The experience convinced Liu that large-scale ecosystem restoration was not only possible but economically beneficial and socially transformative. He became an evangelist for the idea that degraded ecosystems anywhere in the world could be brought back to health using similar principles: restoring vegetation cover, managing water, rebuilding soil, and engaging local communities.

Ecosystem Restoration Camps and Global Influence

In 2017, Liu founded Ecosystem Restoration Camps, a global movement that establishes community-based camps on degraded land around the world. Volunteers and local residents live on-site and work together to restore ecosystems using practical, low-cost methods. The first camp was established in the Altiplano region of southeastern Spain, on land suffering from desertification. Additional camps have since been set up in Mexico, Cameroon, South Africa, Costa Rica, the Netherlands, and other countries.

Liu has become one of the most influential voices in the global restoration movement. He has served as an Ambassador for the United Nations Decade on Ecosystem Restoration and has lectured at universities, conferences, and policy forums around the world. His films have been viewed by millions and are widely used in environmental education. He is a visiting research fellow at several universities and has contributed to academic work on the economics of ecosystem restoration.

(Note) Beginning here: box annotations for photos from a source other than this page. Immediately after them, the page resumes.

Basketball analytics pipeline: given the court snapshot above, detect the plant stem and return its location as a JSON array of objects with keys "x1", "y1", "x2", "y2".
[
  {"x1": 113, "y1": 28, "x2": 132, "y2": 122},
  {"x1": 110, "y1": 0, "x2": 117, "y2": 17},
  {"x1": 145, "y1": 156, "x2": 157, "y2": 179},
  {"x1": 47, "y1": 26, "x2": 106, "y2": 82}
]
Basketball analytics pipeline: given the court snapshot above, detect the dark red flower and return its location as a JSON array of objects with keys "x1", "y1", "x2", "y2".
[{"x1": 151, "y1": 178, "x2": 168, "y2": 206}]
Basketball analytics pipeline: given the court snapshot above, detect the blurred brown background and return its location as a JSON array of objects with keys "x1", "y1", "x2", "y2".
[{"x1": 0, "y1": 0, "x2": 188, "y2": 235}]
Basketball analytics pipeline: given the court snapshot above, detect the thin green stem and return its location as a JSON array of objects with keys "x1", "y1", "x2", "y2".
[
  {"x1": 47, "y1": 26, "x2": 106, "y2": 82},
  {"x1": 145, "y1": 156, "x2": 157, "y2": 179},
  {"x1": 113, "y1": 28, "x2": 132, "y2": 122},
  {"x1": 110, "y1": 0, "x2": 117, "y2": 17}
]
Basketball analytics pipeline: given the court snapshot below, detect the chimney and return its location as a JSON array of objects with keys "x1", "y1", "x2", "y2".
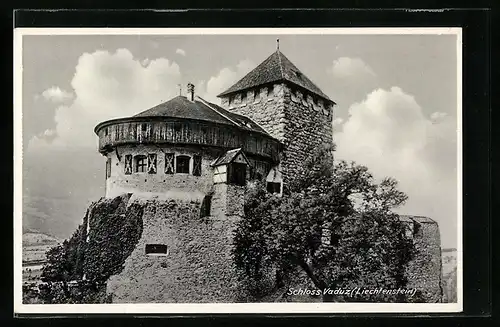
[{"x1": 187, "y1": 83, "x2": 194, "y2": 101}]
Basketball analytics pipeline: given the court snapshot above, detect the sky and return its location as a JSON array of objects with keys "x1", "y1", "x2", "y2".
[{"x1": 22, "y1": 34, "x2": 458, "y2": 248}]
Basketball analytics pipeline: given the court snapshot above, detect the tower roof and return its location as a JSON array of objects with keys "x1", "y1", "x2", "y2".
[
  {"x1": 132, "y1": 95, "x2": 267, "y2": 134},
  {"x1": 218, "y1": 49, "x2": 333, "y2": 102}
]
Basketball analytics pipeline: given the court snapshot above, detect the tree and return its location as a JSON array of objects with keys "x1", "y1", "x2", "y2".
[
  {"x1": 234, "y1": 147, "x2": 413, "y2": 302},
  {"x1": 40, "y1": 224, "x2": 86, "y2": 303}
]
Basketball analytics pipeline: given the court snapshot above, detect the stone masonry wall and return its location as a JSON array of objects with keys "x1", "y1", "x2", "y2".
[
  {"x1": 221, "y1": 83, "x2": 333, "y2": 184},
  {"x1": 107, "y1": 199, "x2": 245, "y2": 303},
  {"x1": 406, "y1": 216, "x2": 443, "y2": 303},
  {"x1": 212, "y1": 183, "x2": 245, "y2": 217}
]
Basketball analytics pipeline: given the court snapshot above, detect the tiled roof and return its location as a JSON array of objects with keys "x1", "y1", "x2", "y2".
[
  {"x1": 212, "y1": 148, "x2": 250, "y2": 167},
  {"x1": 218, "y1": 50, "x2": 333, "y2": 102},
  {"x1": 133, "y1": 96, "x2": 267, "y2": 134}
]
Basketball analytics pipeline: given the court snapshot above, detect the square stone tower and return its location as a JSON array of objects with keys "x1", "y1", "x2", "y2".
[{"x1": 218, "y1": 48, "x2": 335, "y2": 187}]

Liu's central argument is both simple and radical: that restoring degraded ecosystems generates more wealth and well-being than the extractive activities that destroyed them. He advocates for fundamental changes in how societies value natural systems, arguing that ecological function, not resource extraction, should be the basis of economic thinking. His documentation of the Loess Plateau's transformation remains one of the most powerful demonstrations that even catastrophically degraded landscapes can be restored within a human lifetime.